Kendati insting kita masuk ke media sosial memang tepat, ketergantungan pada sosial media ternyata keliru. Karena, yang kita lakukan sebenarnya memberi kekuasaan pada platform media sosial dan tetap memberikan produk pada pembaca dengan cara yang sama. Meski kita punya pengikut di Facebook dan Twitter yang sangat banyak, jika platform media sosial tersebut menghendaki perubahan dalam algoritma mereka, perilaku para audience pun berubah. Akhirnya investasi yang kita keluarkan untuk sosial media jadi percuma.

Sehingga saya berpikir, semestinya pendekatan yang media lakukan adalah membuat audience tertarik pada isi yang kita punya. Benar media mesti terhubung dengan audience-nya, tapi persoalan sesungguhnya adalah bagaimana terhubung secara langsung. Bagaimana membuat mereka mengenal brand kita, mengetahui produk kita, misalkan melalui email atau website. Intinya, bagaimana berhubungan dengan audience dengan cara yang dapat kita kontrol.

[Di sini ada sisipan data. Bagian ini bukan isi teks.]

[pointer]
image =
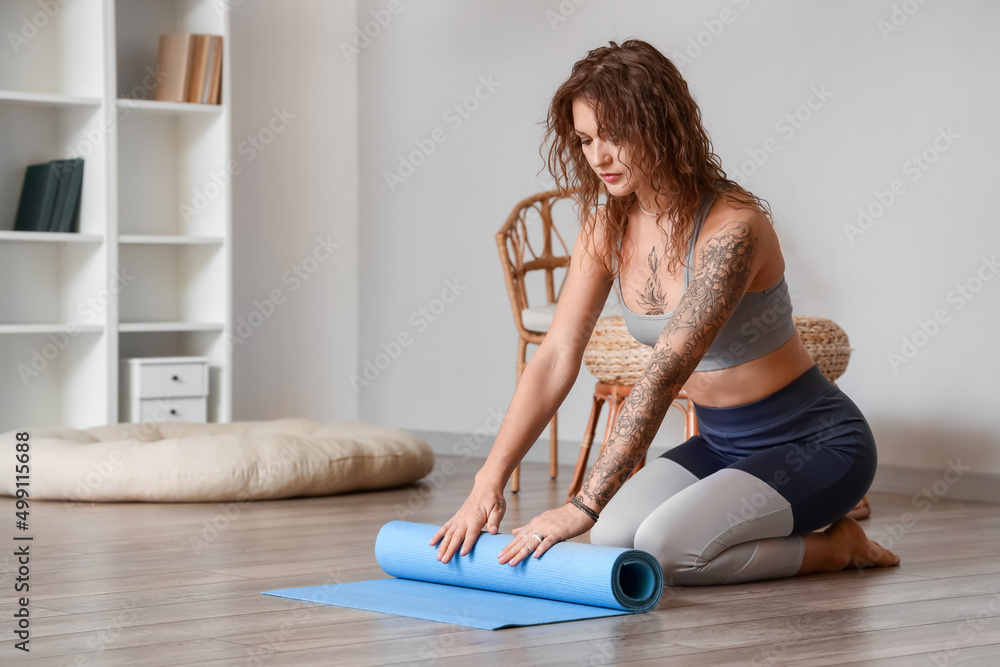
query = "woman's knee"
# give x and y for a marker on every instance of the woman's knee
(666, 545)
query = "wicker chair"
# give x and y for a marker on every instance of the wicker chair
(518, 258)
(616, 359)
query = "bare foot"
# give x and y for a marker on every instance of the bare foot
(854, 549)
(842, 545)
(861, 511)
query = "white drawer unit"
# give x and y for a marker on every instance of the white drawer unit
(158, 389)
(173, 409)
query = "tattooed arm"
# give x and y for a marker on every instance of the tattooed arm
(725, 268)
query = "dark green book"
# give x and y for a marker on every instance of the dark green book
(64, 170)
(67, 207)
(38, 196)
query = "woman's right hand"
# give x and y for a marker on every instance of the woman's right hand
(485, 505)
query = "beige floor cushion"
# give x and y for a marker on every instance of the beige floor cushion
(183, 462)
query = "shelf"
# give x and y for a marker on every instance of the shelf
(48, 237)
(49, 328)
(140, 327)
(147, 272)
(48, 99)
(166, 239)
(152, 106)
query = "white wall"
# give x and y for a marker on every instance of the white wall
(300, 187)
(890, 96)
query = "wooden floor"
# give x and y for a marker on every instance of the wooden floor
(152, 585)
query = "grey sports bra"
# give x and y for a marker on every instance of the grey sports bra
(761, 323)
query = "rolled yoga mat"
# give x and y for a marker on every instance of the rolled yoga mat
(570, 581)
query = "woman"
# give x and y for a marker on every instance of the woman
(782, 451)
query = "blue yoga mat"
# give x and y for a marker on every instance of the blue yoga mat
(570, 581)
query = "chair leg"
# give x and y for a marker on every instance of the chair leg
(588, 440)
(553, 448)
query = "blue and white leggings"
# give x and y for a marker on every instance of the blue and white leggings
(731, 504)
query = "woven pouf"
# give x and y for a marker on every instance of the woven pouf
(613, 356)
(826, 343)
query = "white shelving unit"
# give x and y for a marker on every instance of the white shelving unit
(149, 273)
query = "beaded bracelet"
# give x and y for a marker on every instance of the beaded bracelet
(576, 502)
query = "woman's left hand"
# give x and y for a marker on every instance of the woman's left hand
(553, 526)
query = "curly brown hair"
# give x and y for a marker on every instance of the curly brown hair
(642, 101)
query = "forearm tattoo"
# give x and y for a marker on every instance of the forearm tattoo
(713, 294)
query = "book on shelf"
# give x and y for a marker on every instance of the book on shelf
(190, 68)
(50, 197)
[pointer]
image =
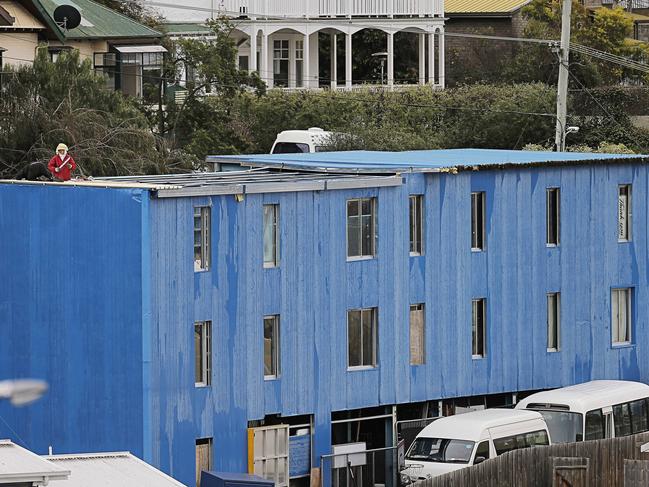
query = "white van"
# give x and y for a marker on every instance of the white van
(301, 141)
(592, 410)
(459, 441)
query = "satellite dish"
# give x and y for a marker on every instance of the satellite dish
(67, 16)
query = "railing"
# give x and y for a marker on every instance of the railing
(330, 8)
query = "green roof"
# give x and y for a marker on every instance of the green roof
(97, 21)
(184, 28)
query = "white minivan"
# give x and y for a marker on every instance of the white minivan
(459, 441)
(302, 141)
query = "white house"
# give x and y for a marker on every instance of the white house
(283, 34)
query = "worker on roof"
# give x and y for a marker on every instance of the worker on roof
(62, 164)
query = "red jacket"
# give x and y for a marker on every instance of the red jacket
(64, 171)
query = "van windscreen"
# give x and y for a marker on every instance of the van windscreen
(440, 450)
(290, 148)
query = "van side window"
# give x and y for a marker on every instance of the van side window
(482, 450)
(622, 420)
(522, 440)
(595, 425)
(639, 416)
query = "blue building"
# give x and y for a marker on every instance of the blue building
(315, 300)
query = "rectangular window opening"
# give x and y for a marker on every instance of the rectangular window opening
(362, 342)
(203, 457)
(271, 236)
(478, 221)
(416, 224)
(203, 353)
(271, 347)
(553, 321)
(624, 213)
(417, 335)
(361, 228)
(553, 216)
(478, 327)
(621, 316)
(202, 237)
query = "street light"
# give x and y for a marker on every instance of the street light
(22, 391)
(383, 56)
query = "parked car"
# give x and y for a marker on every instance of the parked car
(459, 441)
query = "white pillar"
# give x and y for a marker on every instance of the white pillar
(306, 64)
(391, 60)
(292, 68)
(431, 58)
(265, 74)
(422, 59)
(252, 62)
(348, 60)
(442, 81)
(334, 61)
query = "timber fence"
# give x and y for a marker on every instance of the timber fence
(616, 462)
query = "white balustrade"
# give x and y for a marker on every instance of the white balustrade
(330, 8)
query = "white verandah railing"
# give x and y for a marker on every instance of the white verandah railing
(331, 8)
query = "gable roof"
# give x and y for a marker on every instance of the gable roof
(110, 469)
(487, 7)
(20, 17)
(97, 21)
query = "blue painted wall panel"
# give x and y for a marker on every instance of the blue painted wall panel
(70, 313)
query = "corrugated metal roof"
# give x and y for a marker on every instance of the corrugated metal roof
(482, 6)
(109, 470)
(22, 18)
(20, 465)
(97, 21)
(426, 161)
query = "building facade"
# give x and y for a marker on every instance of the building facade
(281, 40)
(188, 318)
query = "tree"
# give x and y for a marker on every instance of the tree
(65, 101)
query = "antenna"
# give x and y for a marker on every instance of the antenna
(67, 17)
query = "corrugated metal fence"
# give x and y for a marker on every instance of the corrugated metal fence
(609, 463)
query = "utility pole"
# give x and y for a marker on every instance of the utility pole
(562, 87)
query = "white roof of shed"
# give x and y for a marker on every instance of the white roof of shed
(20, 465)
(110, 470)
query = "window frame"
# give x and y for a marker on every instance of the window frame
(275, 355)
(416, 224)
(374, 350)
(209, 443)
(556, 296)
(625, 226)
(373, 228)
(615, 325)
(476, 305)
(553, 216)
(204, 214)
(274, 224)
(205, 354)
(478, 221)
(418, 307)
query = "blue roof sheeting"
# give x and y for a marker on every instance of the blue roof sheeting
(421, 161)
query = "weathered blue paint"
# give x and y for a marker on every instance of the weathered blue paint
(143, 296)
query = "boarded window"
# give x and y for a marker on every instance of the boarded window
(417, 335)
(624, 213)
(203, 353)
(203, 457)
(477, 221)
(271, 235)
(362, 337)
(202, 238)
(553, 216)
(478, 327)
(416, 224)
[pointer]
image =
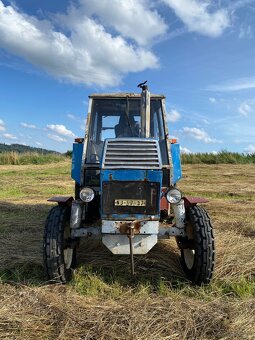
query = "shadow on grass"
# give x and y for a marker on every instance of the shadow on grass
(21, 237)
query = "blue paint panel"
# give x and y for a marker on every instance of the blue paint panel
(76, 162)
(176, 159)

Tentu saja kita masih memerlukan sosial media. Tapi kita harus menjamin bahwa investasi yang kita keluarkan untuk sosial media, Instagram, Snapchat, atau apapun sesuai dengan yang ingin kita peroleh.

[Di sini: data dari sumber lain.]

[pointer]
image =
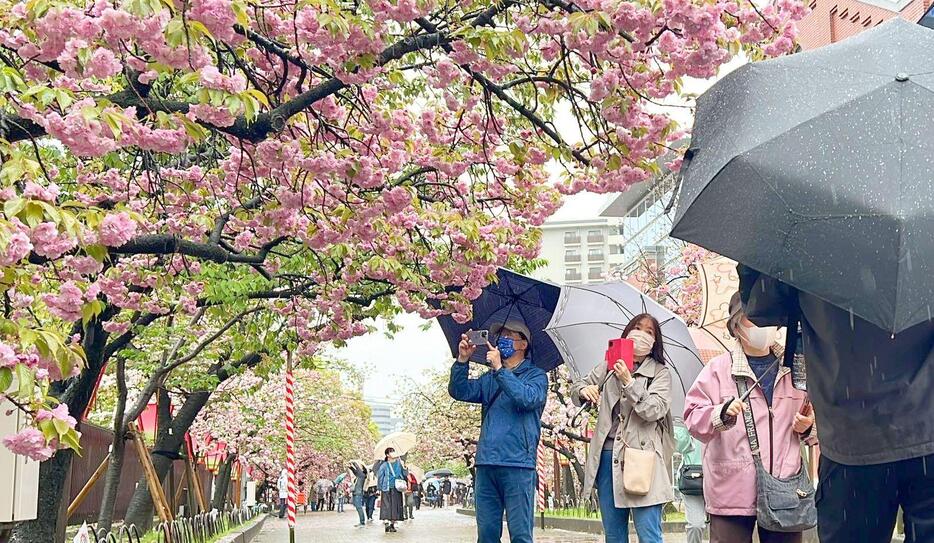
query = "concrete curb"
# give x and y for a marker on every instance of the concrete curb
(247, 534)
(588, 526)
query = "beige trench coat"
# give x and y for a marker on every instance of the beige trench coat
(646, 424)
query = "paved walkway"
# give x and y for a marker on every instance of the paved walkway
(429, 526)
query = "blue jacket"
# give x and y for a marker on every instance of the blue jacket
(513, 402)
(388, 473)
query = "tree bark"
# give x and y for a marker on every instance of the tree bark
(170, 437)
(54, 483)
(115, 469)
(222, 485)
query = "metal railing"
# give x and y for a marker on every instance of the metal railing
(197, 529)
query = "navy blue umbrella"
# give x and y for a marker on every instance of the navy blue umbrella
(512, 297)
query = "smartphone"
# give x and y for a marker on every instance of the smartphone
(478, 337)
(620, 349)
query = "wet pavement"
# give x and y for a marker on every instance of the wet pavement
(429, 526)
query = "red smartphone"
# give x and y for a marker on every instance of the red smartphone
(620, 349)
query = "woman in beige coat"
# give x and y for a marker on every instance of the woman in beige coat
(634, 411)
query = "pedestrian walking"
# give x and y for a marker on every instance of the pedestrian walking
(871, 391)
(410, 496)
(370, 496)
(392, 483)
(283, 491)
(633, 414)
(446, 492)
(775, 409)
(690, 484)
(513, 397)
(359, 473)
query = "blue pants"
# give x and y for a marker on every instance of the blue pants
(358, 505)
(506, 489)
(648, 520)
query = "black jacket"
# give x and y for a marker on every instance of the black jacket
(873, 393)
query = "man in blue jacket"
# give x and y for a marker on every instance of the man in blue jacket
(513, 395)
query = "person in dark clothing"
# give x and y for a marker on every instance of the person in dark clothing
(513, 395)
(872, 394)
(359, 473)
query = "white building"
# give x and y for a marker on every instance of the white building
(613, 233)
(383, 414)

Jadi, bisakah tetap mengandalkan media sosial untuk menyebarkan konten berita?

Sekali lagi, kita masih memerlukan media sosial. Kita tidak bisa sepenuhnya mengabaikan itu. Tapi kita tidak boleh menyerahkan seluruhnya pada media sosial, harus tetap punya cara untuk bisa berhubungan langsung dengan pembaca.

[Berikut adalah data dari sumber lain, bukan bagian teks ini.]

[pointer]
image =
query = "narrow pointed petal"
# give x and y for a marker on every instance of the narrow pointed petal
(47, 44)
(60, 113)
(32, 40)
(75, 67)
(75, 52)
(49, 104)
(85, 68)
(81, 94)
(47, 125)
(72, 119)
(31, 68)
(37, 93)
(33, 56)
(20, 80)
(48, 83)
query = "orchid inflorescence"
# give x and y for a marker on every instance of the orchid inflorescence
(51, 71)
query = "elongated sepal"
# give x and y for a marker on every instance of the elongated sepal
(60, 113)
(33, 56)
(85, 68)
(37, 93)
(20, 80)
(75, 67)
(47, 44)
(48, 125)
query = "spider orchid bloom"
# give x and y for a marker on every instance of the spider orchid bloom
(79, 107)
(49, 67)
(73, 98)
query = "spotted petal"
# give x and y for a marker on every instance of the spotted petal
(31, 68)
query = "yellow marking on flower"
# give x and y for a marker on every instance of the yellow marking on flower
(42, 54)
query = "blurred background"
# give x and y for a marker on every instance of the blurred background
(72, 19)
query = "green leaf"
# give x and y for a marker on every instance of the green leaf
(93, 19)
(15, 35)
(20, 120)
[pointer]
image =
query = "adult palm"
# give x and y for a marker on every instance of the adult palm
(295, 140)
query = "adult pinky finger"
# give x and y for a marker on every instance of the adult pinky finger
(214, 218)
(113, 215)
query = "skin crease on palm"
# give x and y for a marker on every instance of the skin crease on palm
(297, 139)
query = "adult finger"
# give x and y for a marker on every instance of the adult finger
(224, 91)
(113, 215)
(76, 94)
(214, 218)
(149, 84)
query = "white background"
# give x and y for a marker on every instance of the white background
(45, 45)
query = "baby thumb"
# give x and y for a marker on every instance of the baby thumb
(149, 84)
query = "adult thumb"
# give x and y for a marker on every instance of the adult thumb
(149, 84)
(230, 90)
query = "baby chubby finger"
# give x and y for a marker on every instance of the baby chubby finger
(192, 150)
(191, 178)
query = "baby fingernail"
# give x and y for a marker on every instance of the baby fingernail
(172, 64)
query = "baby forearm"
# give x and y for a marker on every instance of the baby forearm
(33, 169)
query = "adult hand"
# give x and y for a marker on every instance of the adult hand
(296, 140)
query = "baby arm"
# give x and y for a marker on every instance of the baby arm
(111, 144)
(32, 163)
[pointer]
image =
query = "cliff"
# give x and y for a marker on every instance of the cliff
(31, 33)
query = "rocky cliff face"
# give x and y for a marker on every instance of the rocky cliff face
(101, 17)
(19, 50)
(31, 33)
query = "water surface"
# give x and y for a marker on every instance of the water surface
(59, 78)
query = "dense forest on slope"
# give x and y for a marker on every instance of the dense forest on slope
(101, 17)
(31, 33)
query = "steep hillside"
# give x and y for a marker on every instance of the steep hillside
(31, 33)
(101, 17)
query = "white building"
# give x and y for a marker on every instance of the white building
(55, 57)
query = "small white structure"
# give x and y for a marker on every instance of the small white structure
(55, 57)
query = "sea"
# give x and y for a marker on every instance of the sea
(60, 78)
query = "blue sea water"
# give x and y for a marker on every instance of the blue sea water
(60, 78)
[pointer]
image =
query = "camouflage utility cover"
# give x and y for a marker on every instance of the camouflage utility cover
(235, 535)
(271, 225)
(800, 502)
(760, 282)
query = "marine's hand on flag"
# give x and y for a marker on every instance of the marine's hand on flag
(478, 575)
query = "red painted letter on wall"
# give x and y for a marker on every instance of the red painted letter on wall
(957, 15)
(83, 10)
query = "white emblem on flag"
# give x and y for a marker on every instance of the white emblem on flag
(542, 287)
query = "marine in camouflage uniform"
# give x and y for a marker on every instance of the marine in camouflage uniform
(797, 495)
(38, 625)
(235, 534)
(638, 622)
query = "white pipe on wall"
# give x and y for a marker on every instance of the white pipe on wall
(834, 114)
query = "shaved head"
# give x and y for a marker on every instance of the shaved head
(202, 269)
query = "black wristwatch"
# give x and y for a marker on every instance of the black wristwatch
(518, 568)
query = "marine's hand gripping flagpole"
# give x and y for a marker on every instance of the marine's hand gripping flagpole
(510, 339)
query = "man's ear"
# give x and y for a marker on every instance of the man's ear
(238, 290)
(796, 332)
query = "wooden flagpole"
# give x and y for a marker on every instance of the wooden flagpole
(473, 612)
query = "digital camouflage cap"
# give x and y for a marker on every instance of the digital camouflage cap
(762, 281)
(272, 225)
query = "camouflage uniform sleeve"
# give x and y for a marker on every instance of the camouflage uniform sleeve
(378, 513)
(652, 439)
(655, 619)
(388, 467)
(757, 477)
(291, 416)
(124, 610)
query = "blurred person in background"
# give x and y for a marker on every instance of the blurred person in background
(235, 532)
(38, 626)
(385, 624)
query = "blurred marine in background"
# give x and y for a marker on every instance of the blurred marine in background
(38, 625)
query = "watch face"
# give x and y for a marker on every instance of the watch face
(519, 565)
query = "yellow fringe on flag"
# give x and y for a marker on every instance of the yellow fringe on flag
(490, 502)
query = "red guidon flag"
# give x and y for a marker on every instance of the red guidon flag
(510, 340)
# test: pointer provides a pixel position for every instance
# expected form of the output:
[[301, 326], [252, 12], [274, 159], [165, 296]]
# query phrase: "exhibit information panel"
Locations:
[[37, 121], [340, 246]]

Adakah alternatif lain jika Facebook memblokir konten-konten dari media?

Ada, banyak malah. Kalaupun Facebook memblokir isi dari media, masih ada Twitter. Tapi itu hanya satu bagian saja. Bagian lainnya adalah cara terhubung dengan pembaca secara langsung. Misalnya, membuat mereka berlangganan layanan newsletter. Kita masuk ke dalam inbox email mereka.

Penggunaan big data semakin krusial seiring pesatnya pertumbuhan perusahaan yang mengandalkan platform digital. Bagaimana perusahaan media bisa mengakses dan memanfaatkan data tersebut untuk menghasilkan produk yang bermutu dan relevan?

Tentu ada perusahaan yang bisa melakukan ini seperti Katadata. Ini adalah perusahaan yang mahir dalam mengolah dan menggunakan data untuk produk jurnalistik. Saya pikir, meski sekarang hampir semua orang membicarakan jurnalisme berbasis data, saya tidak yakin ada banyak perusahaan yang mampu mengaplikasikannya dari sisi editorial. Saya melihat banyak perusahaan media menggunakan big data bukan di tataran konten, tapi hanya di tataran advertising dan marketing saja.

Kita melihat banyak perusahaan mulai memanfaatkan big data. Tapi hanya sekadar mencari insight untuk mengoptimalkan produknya dan memperoleh revenue. Padahal, kalau mereka mampu memanfaatkan data bisa untuk memproduksi tulisan berbasis data. Memang itu mesti meluangkan sumber daya untuk meningkatkan keterampilan para jurnalisnya dalam membaca dan mengolah data. Perusahaan media juga perlu masukan dari ahli-ahli statistik agar mengetahui cara memanfaatkan data-data ini lebih jauh lagi.

Seberapa relevan jurnalisme data mampu memproduksi konten bermutu?.

Saya pikir sangat relevan dalam banyak cara. Misalnya, dalam memberi insight mengenai apa yang terjadi dengan perekomian dan sebagainya. Untuk dapat melakukan itu harus mampu mengekstraksi cerita dari data-data yang jumlahnya sampai jutaan. Tahap berikutnya adalah menampilkan data-data tersebut dengan menarik dan mudah dipahami oleh pembaca. Kalau bisa melakukannya tentu akan mendapat apresiasi yang luar biasa dari pembaca.

Jadi dalam jurnalisme berbasis data ada dua bagian. Pertama, analisis data untuk menghubungkan cerita yang kita temukan. Kedua, menampilkannya dengan cara yang menarik dan berguna bagi audience. Khusus bagian kedua, kita mesti mampu menampilkan dengan berbagai visualisasi yang mutakhir, misalnya dengan grafik, chart, atau visualisasi data yang cantik.